Re: Compress::Zlib, pack "C" and utf-8 [PATCH]
Message-ID: <20070412064153.GA22475@schmorp.de>

p4raw-id: //depot/perl@31194
---

diff --git a/ext/Encode/t/encoding.t b/ext/Encode/t/encoding.t
index 67ea068..b17b11f 100644
--- a/ext/Encode/t/encoding.t
+++ b/ext/Encode/t/encoding.t
@@ -57,7 +57,7 @@ print "not " unless unpack("C", pack("C", 0xdf)) == 0xdf;
 print "ok 8\n";
 
 # the first octet of UTF-8 encoded 0x3af 
-print "not " unless unpack("C", chr(0xdf)) == 0xce;
+print "not " unless unpack("U0 C", chr(0xdf)) == 0xce;
 print "ok 9\n";
 
 print "not " unless unpack("U", pack("U", 0xdf)) == 0xdf;
diff --git a/ext/Storable/t/utf8hash.t b/ext/Storable/t/utf8hash.t
index eeb80eb..a529ea5 100644
--- a/ext/Storable/t/utf8hash.t
+++ b/ext/Storable/t/utf8hash.t
@@ -34,7 +34,7 @@ use Storable qw(store nstore retrieve thaw freeze);
 }
 # Better than no plan, because I was getting out of memory errors, at which
 # point Test::More tidily prints up 1..79 as if I meant to finish there.

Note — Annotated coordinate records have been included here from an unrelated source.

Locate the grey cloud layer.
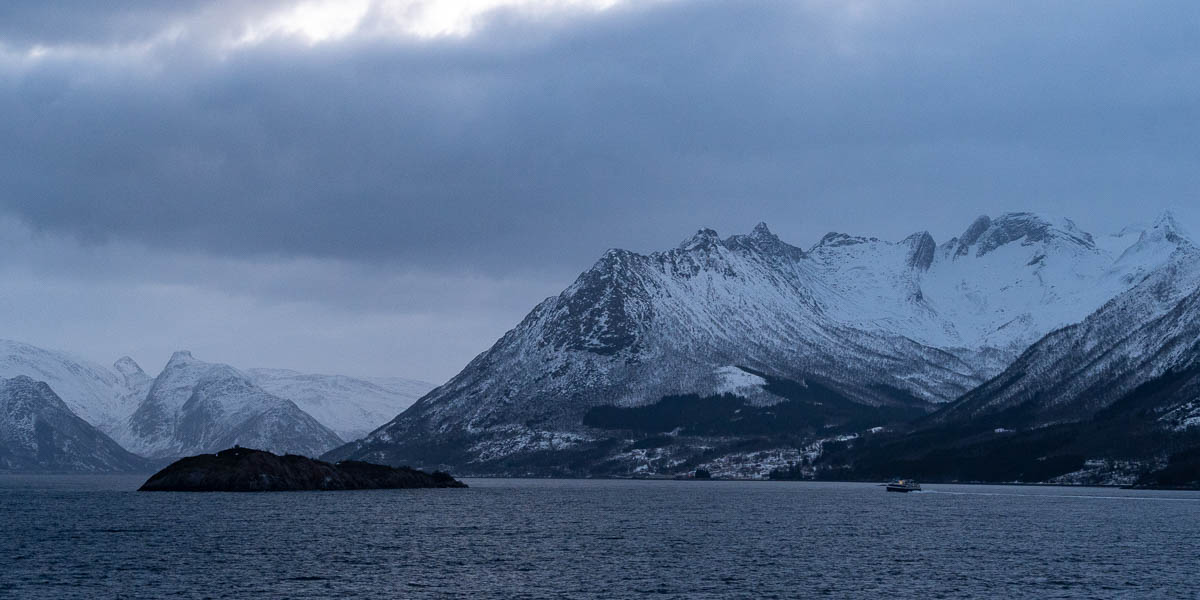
[0,2,1200,272]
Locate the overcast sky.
[0,0,1200,383]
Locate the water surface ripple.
[0,475,1200,599]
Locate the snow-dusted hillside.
[246,368,433,440]
[937,220,1200,426]
[0,340,150,436]
[0,376,150,473]
[330,214,1192,470]
[118,352,341,457]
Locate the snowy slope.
[246,368,433,440]
[937,220,1200,426]
[0,340,150,436]
[0,376,150,473]
[330,214,1194,472]
[118,352,341,457]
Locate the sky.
[0,0,1200,383]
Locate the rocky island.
[138,448,467,492]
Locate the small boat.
[888,479,920,492]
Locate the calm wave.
[0,475,1200,599]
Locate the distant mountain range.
[0,341,433,472]
[326,214,1200,480]
[9,214,1200,486]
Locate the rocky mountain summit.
[326,214,1198,475]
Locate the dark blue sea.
[0,475,1200,599]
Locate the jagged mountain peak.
[810,232,880,252]
[952,212,1096,257]
[679,227,721,251]
[1142,209,1193,245]
[901,232,937,271]
[113,356,146,378]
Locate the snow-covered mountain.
[118,352,342,457]
[329,214,1192,472]
[935,217,1200,427]
[0,340,150,436]
[246,368,433,440]
[0,376,151,473]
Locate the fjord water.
[0,475,1200,599]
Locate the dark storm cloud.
[0,2,1200,272]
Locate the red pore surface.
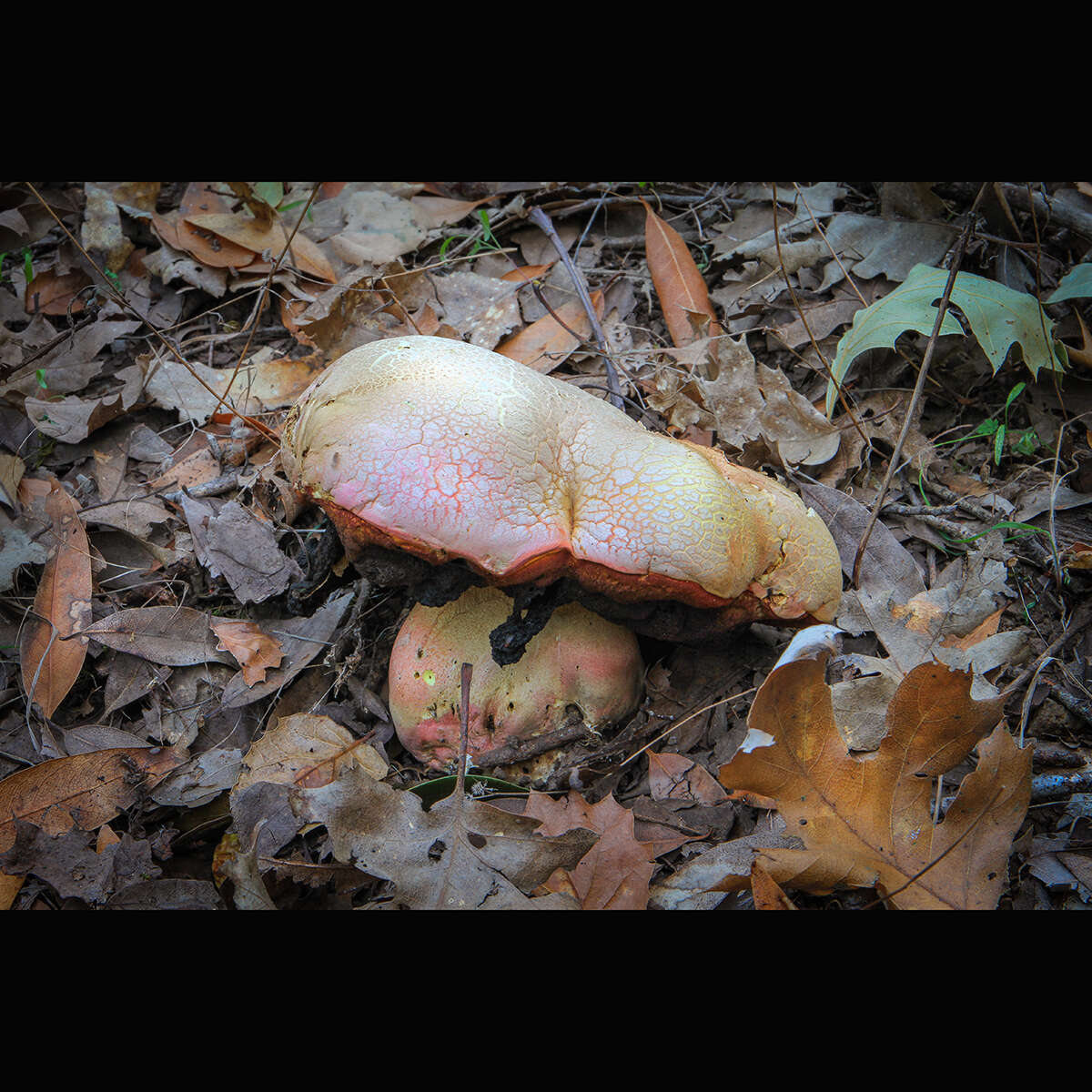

-use Test::More tests=>148;
+use Test::More tests=>144;
 use bytes ();
 my %utf8hash;
 
@@ -57,13 +57,10 @@ my @ords = (
 foreach my $i (@ords){
     my $u = chr($i); utf8::upgrade($u);
     # warn sprintf "%d,%d", bytes::length($u), is_utf8($u);
-    my $b = pack("C*", unpack("C*", $u));
+    my $b = chr($i); utf8::encode($b);
     # warn sprintf "%d,%d" ,bytes::length($b), is_utf8($b);
 
-    isnt($u,	                        $b, 
-	 "equivalence - with utf8flag");
-    is   (pack("C*", unpack("C*", $u)), pack("C*", unpack("C*", $b)),
-	  "equivalence - without utf8flag");
+    isnt($u, $b, "equivalence - with utf8flag");
 
     $utf8hash{$u} = $utf8hash{$b} = $i;
 }
diff --git a/ext/Unicode/Normalize/t/short.t b/ext/Unicode/Normalize/t/short.t
index d799f4a..a9e444f 100644
--- a/ext/Unicode/Normalize/t/short.t
+++ b/ext/Unicode/Normalize/t/short.t
@@ -35,7 +35,7 @@ print "ok 1\n";
 no warnings qw(utf8);
 
 # U+3042 is 3-byte length (in UTF-8/UTF-EBCDIC)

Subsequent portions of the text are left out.